Sometimes when a prosecutor concludes that the investigating officers are making things up and that no reasonable prospect of conviction exists a case is withdrawn negating the need for a trial. But why should that be the end? At that point the damage has been done. A person has been charged and oftentimes detained for a bail hearing. Lawyers have been hired and time has been missed from work. Not to mention the stigma of being charged with a criminal offence. Where is the deterrent to the lying police officer if there are no consequences to him and his career?
The fact is the liar’s calling card will often be found in the disclosure. No need to wait until trial.

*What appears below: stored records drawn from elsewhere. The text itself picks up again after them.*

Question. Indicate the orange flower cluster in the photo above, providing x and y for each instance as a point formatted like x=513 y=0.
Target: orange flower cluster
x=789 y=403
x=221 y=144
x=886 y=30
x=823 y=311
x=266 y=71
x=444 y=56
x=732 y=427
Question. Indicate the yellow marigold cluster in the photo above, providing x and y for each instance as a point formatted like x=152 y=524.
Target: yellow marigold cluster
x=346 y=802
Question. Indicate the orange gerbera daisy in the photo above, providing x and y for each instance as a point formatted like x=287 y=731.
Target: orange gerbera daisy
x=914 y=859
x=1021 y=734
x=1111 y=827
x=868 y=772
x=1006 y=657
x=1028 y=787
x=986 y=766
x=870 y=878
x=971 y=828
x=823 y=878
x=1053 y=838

The other day Conrad Black was interviewed by the BBC’s Jeremy Paxton and in a spirited defence of himself, Lord Black was adamant that his experience with the American criminal justice system would not have happened to him in either the UK or in Canada. He said, “in the first place, under British and Canadian rules none of this would stand up.” I’m not qualified to say whether or not he was right about the UK. I am however certain that his Lordship could just as easily have been on the receiving end of a ferocious prosecution and police tunnel vision in his home and native land. I wouldn’t go so far as to call Canada’s criminal justice system a, “fraudulent, fascistic conveyor belt to the corrupt prison system,” as Black did when describing the American criminal justice system, but that’s just me. I suspect that Steven Truscott, David Milgaard, Thomas Sophonow, Guy Paul Morin and Donald Marshall, were he still alive, might disagree with me. And as for conveyor belt justice, I have no doubt that Canada’s overly incarcerated aboriginal males won’t be stepping forward anytime soon to vouch for the sanctity of Canadian justice — nor should they.

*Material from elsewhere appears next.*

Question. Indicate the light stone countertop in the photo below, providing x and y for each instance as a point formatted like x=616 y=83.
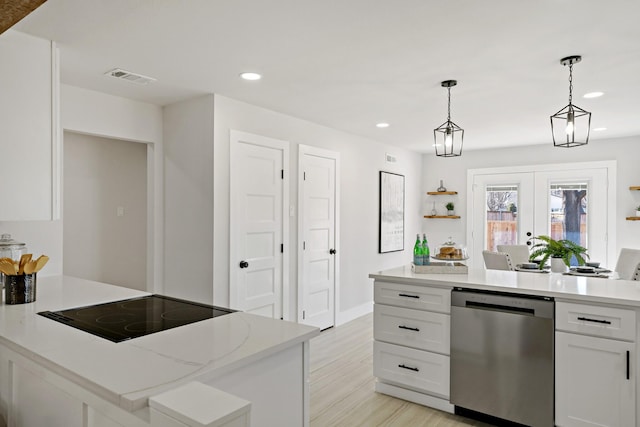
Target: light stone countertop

We need to disabuse ourselves of the notion that our justice system is better, purer and more virtuous than America’s. Fundamentally any criminal justice system is run by people and people get things wrong. We only need to read about Dr. Charles Smith to see the misery and hell that one person can unleash on the innocent all in the name of “doing what’s right”, “getting the bad guys” and making sure “justice is done”.
We like to think of ourselves in Canada as genteel and we trust and comfort ourselves in the solemnity and traditions of our institutions although with every passage of another omnibus bill and every proroguing of the legislature that trust erodes. Many people who’ve never been inside a criminal courtroom in this country assume that behind those doors we lawyers sound like Rumpole of the Bailey as we sashay around the courtroom in flowing black robes — an air of serene gentility hanging in the air. But beyond the flowing robes, the bows and references to “my learned friend” is a machine that hums along making sure that our prisons our filled and and laws (some of which are ridiculous — see our misguided laws on marijuana prohibition) are enforced.
Our criminal courts are busting at the seams. More laws to prosecute, too many accused, too few courtrooms and not enough funds to defend those accused. Not to mention a federal government whose view of justice begins and ends with doing whatever it takes to “make our streets safe”.
Sorry Lord Black, much of what happened to you there could could just as easily have happened to you here.